As of April 6, the Internal Revenue Service has received more than 103 million tax returns, out of 155 million the agency expects to get.
If you're thinking of asking for more time, you're in good company. The IRS anticipates receiving more than 11.6 million requests for extensions, pushing the income tax deadline out to Oct. 15. That's a fairly common move for taxpayers with complicated returns.
For instance, investors in partnerships and S-corporations may still be waiting for their Schedule K-1, which will report their share of income, deductions, and credits.
Businesses also can request an extension to file their returns and generate a Schedule K-1, so it could be a few months before investors have the information they need to file their own returns.
"If clients are still waiting for K-1s, we file an extension," said Jonah Gruda, a certified public accountant and partner at Mazars USA. "The information they need to prepare their returns won't come from those investments until after the summer."
But bear in mind — even if the IRS grants you more time, you still need to pay the taxes you owe by April 17.
Here's how to do it.
If you pay the IRS your estimated tax on the phone or online, the taxman will automatically process an extension for you to file.

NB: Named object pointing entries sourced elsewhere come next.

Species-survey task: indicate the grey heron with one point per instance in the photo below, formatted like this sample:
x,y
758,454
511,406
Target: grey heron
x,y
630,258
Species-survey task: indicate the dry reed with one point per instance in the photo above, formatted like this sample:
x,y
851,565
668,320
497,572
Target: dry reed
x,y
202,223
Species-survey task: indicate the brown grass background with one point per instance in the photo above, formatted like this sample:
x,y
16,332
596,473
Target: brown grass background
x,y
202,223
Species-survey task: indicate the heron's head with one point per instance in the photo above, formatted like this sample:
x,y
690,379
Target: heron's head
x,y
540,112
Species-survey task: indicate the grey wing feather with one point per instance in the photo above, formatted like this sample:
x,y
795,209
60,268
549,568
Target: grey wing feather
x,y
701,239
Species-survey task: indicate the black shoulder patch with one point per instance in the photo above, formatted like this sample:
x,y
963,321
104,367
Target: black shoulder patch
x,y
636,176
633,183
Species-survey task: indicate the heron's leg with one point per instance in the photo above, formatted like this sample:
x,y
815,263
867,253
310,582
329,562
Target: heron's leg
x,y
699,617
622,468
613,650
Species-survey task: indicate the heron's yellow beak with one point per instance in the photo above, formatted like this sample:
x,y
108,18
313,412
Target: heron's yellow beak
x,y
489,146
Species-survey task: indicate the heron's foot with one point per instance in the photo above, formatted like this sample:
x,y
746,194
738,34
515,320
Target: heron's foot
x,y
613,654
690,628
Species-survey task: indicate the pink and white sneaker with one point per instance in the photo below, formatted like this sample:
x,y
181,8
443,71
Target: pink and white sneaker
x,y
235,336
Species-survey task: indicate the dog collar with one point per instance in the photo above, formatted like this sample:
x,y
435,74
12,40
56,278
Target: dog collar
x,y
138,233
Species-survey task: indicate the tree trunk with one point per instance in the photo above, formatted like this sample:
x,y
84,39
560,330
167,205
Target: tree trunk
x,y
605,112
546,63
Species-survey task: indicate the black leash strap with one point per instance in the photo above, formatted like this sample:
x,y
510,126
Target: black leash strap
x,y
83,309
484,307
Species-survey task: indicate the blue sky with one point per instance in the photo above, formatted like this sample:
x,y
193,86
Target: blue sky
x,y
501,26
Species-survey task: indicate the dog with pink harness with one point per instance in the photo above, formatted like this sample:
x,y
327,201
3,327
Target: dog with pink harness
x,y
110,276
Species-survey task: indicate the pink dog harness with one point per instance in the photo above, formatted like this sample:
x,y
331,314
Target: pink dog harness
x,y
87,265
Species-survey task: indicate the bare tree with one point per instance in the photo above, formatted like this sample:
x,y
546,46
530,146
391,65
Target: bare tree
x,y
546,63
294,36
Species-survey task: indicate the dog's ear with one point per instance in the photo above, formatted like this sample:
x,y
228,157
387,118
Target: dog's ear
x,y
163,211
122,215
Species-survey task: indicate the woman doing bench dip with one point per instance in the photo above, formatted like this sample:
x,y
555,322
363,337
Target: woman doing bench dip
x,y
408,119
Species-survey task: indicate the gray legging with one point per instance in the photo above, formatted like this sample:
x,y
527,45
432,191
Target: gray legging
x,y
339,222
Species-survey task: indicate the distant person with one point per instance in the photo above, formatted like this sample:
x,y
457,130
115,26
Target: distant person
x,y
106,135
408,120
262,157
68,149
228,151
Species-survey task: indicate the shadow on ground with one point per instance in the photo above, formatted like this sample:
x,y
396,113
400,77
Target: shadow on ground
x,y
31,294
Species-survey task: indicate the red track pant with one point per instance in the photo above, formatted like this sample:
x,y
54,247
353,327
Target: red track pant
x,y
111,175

Taxpayers can also submit Form 4868, either electronically or on paper, to push their filing deadline to Oct. 15. If you're serious though, do it now – you have until April 17 to submit Form 4868.
Failure to file will hurt: The IRS will assess a penalty of 5 percent of the balance due for each month your return is late, up to a maximum of 25 percent.
If you don't pay your tax bill by April 17, you'll face a penalty of 0.5 percent of the balance due for each month your taxes go unpaid, up to a maximum of 25 percent.
Interest also accrues on taxes that go unpaid.
Filers who don't have the cash on hand to pay the IRS can apply for a short-term payment plan, aiming to pay off the debt in under 120 days. You can also apply for a long-term installment plan if it'll take you more time to get clear with the IRS.
A warning: Even with a payment plan, you'll continue to see interest and some penalties accrue on your balance owed until you've paid off what you owe.